Two Variable Newton Raphson#

The Newton-Raphson method can be extended to optimize functions with two or more variables. In this example, we’ll illustrate the Newton-Raphson method using a cost function with two variables \(\theta_1\) and \(\theta_2\). The goal is to minimize the cost function by finding the optimal values of these variables.

Suppose we have the following cost function:

\[J(\theta_1, \theta_2) = \theta_1^2 + \theta_2^2 - 4\theta_1 - 4\theta_2\]

We want to find the minimum of this cost function using the Newton-Raphson method. First, we need to compute the gradient vector and the Hessian matrix.
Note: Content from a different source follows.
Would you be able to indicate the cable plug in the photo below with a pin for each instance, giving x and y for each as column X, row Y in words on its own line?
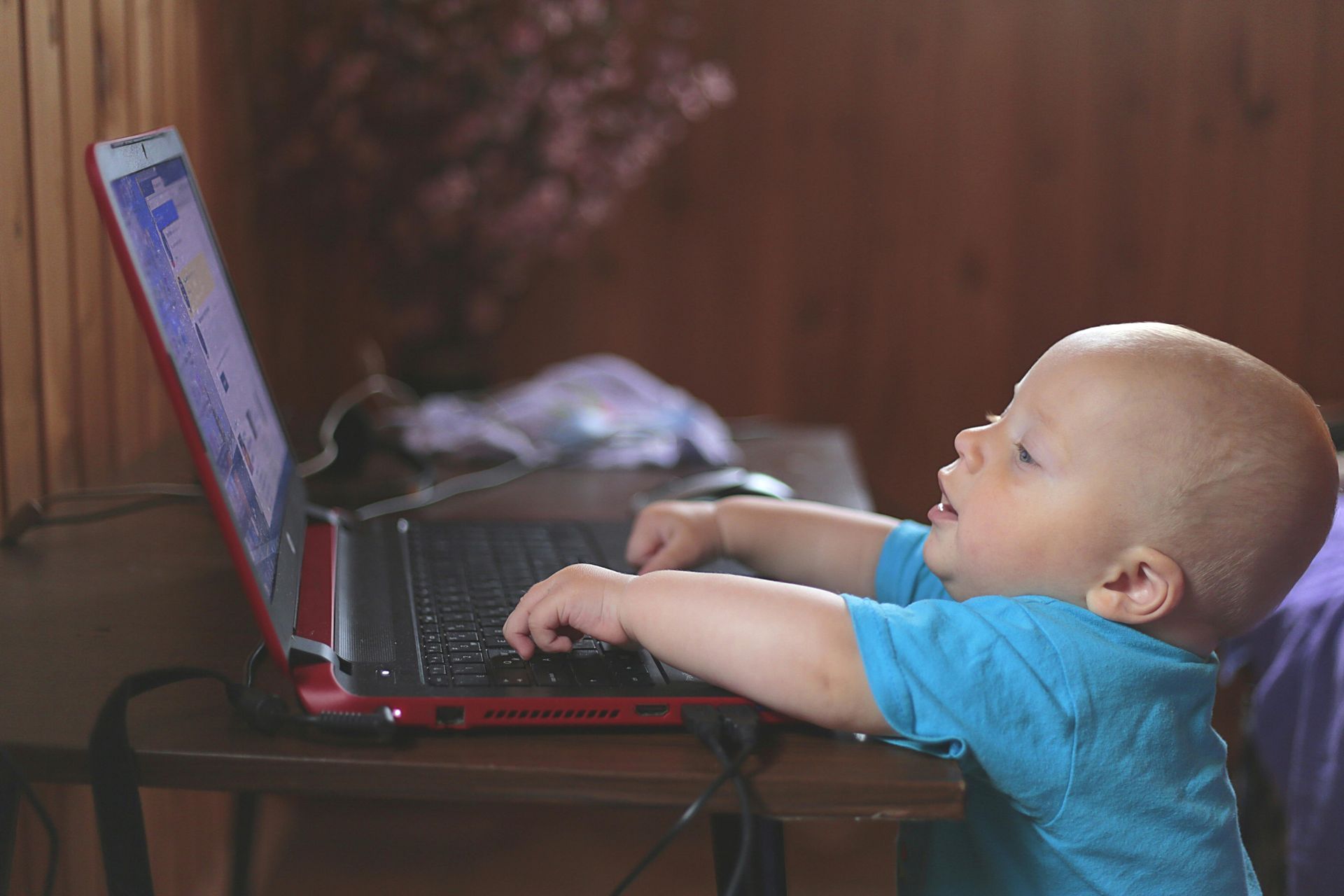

The gradient vector \(\nabla J\) is given by:

\[\begin{split} \nabla J = \begin{bmatrix} 2\theta_1 - 4 \\ 2\theta_2 - 4 \end{bmatrix} \end{split}\]

The Hessian matrix \(\mathbf{H}\) is given by:

\[\begin{split} \mathbf{H} = \begin{bmatrix} 2 & 0 \\ 0 & 2 \end{bmatrix} \end{split}\]

Now, we can apply the Newton-Raphson update rule:

\[\begin{split} \begin{bmatrix} \theta_1 \\ \theta_2 \end{bmatrix}_{k+1} = \begin{bmatrix} \theta_1 \\ \theta_2 \end{bmatrix}_{k} - \mathbf{H}^{-1} \nabla J \end{split}\]

Let’s perform a few iterations of the Newton-Raphson method with an initial guess:

Initialization:

  • \(\theta_1 = 2.0\)

  • \(\theta_2 = 2.0\)

Iteration 1:

  1. Calculate the gradient and the Hessian matrix at the current parameters:

    \(\nabla J = \begin{bmatrix} 2 \cdot 2 - 4 \\ 2 \cdot 2 - 4 \end{bmatrix} = \begin{bmatrix} 0 \\ 0 \end{bmatrix}\)

    \(\mathbf{H} = \begin{bmatrix} 2 & 0 \\ 0 & 2 \end{bmatrix}\)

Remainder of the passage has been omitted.